说着春和愉悦的笑了起来,笑得前仰后合,在空旷的夜里有点瘆人
花徇则是眉头紧锁,眉宇之间尽是阴森森的戾气:
“是我包养了你,给了你钱,那你就应该听我的。
麻烦你有些职业素养,现在,立马滚出去。”
春和伸出冰凉的指尖,于身后挑起花徇的下颌,空灵道:
“呦,好凶……
我可不是什么好东西,就喜欢你这种凶的,怪可爱的……”
花徇眯眸,眼中已经十足的冷漠、阴鸷,他想回首反抗。
却被春和举起双腕,直接困在窗台前。
花徇挣脱不开,只得问春和:“你到底是谁,为什么要接近我?”
就在不久之前,花徇还在认为春和或许是冥都一只单薄又貌美的鬼。
可怜无依,又被谢妄苦苦纠缠,没有办法,才跑到了现世。
当时花徇心有不甘,只能在心里苦闷。
他不明白,春和这种鬼,只是空有美貌,为什么谢妄会喜欢春和。
花徇以为是自己不懂鬼之间的情感,便给予尊重。
所以他只在一旁默默看着。
有一天,他发现似乎一切只是谢妄的单相思,春和对谢妄没有一点感情,甚至跑到了现世。
那一刻,花徇觉得春和有些不识好歹。
但是这些花徇从来没有和任何人说过。
花徇这人永远阴森森的,就如同他永远用黑色风衣包裹着自己,许多内心想法也被包裹其中,他从不与人吐露真心。
甚至花徇与春和是没有任何交集的。
直到有一天,烟雨蒙蒙的,春和打着伞,松松散散的站在花徇面前,问花徇要不要包养自己。
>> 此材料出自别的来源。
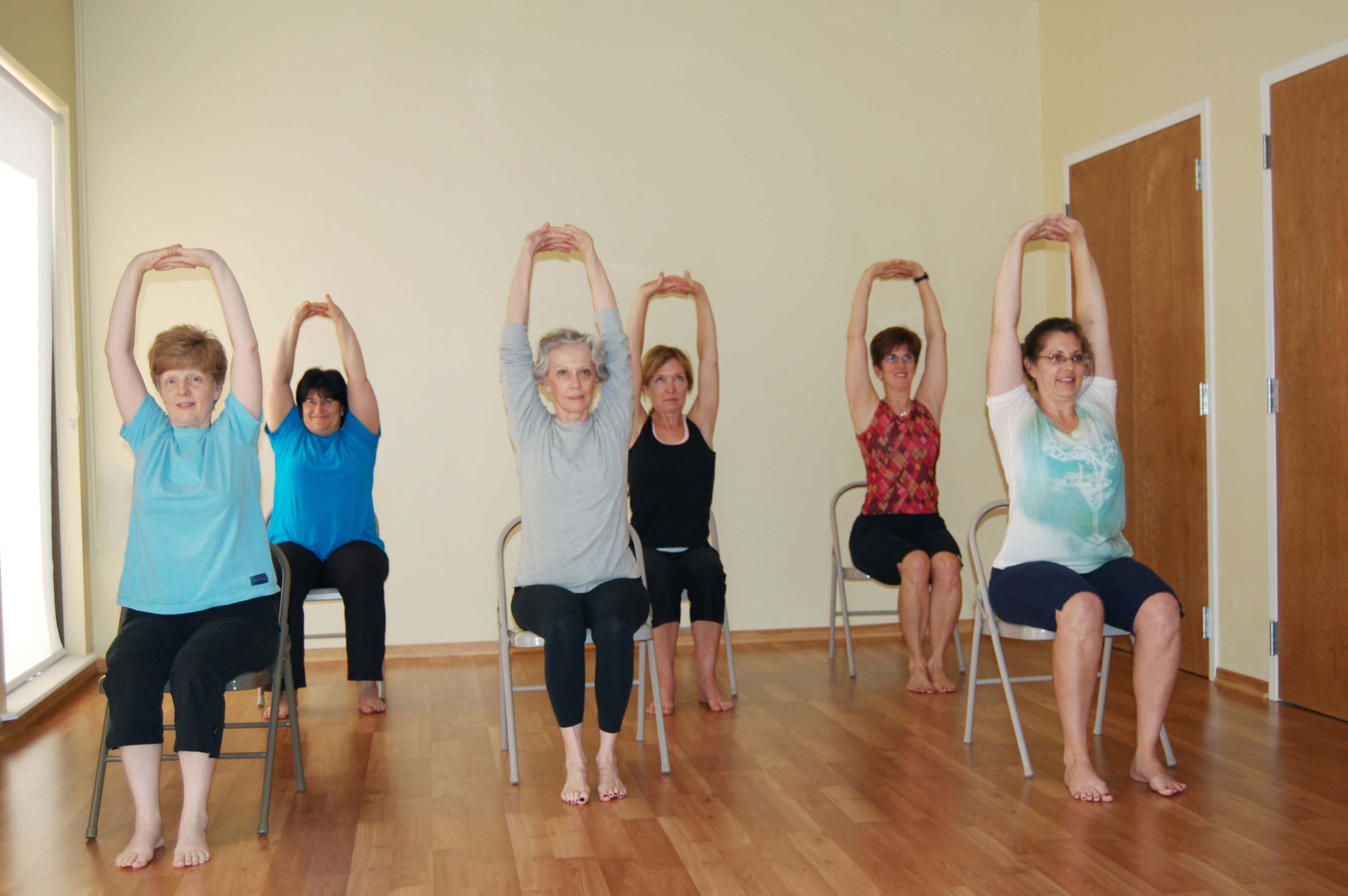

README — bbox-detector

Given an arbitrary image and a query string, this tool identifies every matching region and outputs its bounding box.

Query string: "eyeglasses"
[1038,352,1090,366]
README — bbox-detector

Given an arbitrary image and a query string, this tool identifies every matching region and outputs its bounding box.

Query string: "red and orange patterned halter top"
[856,400,941,515]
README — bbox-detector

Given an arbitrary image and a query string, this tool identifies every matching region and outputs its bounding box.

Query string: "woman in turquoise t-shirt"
[988,214,1185,801]
[104,245,281,868]
[263,295,388,718]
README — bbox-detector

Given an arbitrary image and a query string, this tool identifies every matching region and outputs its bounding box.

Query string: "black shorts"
[847,513,960,585]
[988,556,1184,632]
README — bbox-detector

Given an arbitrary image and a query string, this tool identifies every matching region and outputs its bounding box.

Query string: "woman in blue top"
[988,214,1185,801]
[263,295,388,718]
[104,245,281,868]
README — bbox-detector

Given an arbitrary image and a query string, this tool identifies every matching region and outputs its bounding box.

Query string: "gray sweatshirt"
[501,309,638,591]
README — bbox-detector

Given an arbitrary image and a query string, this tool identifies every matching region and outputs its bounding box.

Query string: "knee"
[899,551,932,585]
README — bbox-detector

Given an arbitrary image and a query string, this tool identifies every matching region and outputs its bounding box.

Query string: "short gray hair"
[534,326,608,385]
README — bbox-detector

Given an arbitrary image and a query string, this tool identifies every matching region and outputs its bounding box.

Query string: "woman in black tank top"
[627,271,734,715]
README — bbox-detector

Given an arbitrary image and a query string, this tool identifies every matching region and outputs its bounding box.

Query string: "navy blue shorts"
[988,556,1184,632]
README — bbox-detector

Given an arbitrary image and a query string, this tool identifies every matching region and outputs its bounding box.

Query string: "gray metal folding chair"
[829,482,964,678]
[85,544,305,840]
[496,516,670,784]
[678,513,740,697]
[964,499,1175,777]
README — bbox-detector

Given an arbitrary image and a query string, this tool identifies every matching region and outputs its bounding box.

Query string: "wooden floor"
[0,628,1348,896]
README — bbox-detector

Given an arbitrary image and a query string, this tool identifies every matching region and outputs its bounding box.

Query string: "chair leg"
[1094,628,1114,737]
[964,601,983,744]
[721,609,740,697]
[988,620,1034,777]
[636,642,647,742]
[85,706,112,840]
[643,642,670,775]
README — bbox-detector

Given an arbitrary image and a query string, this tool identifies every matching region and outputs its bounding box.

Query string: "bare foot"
[116,813,164,869]
[698,678,734,713]
[595,756,627,803]
[173,813,210,868]
[908,663,936,694]
[262,691,290,722]
[928,656,955,694]
[1062,760,1114,803]
[356,682,385,718]
[1130,756,1186,796]
[562,762,589,806]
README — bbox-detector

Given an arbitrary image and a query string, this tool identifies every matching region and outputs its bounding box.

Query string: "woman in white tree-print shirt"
[988,214,1185,801]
言语之间竟然有些楚楚可怜,似乎在试探着得到一个机会。
春和看人时更是暧昧流连,像是从地底最深处爬上来的艳鬼,被人打断骨头,只能随便找个人祈求怜惜。
但是当时花徇心里没有丝毫同情怜悯,只是觉得于谢妄而言,春和或许是很重要的人。
不想春和在现世流离失所,以至于魂飞魄散,主要是不想谢妄伤心,于是花徇接受了春和的提议,包养了春和。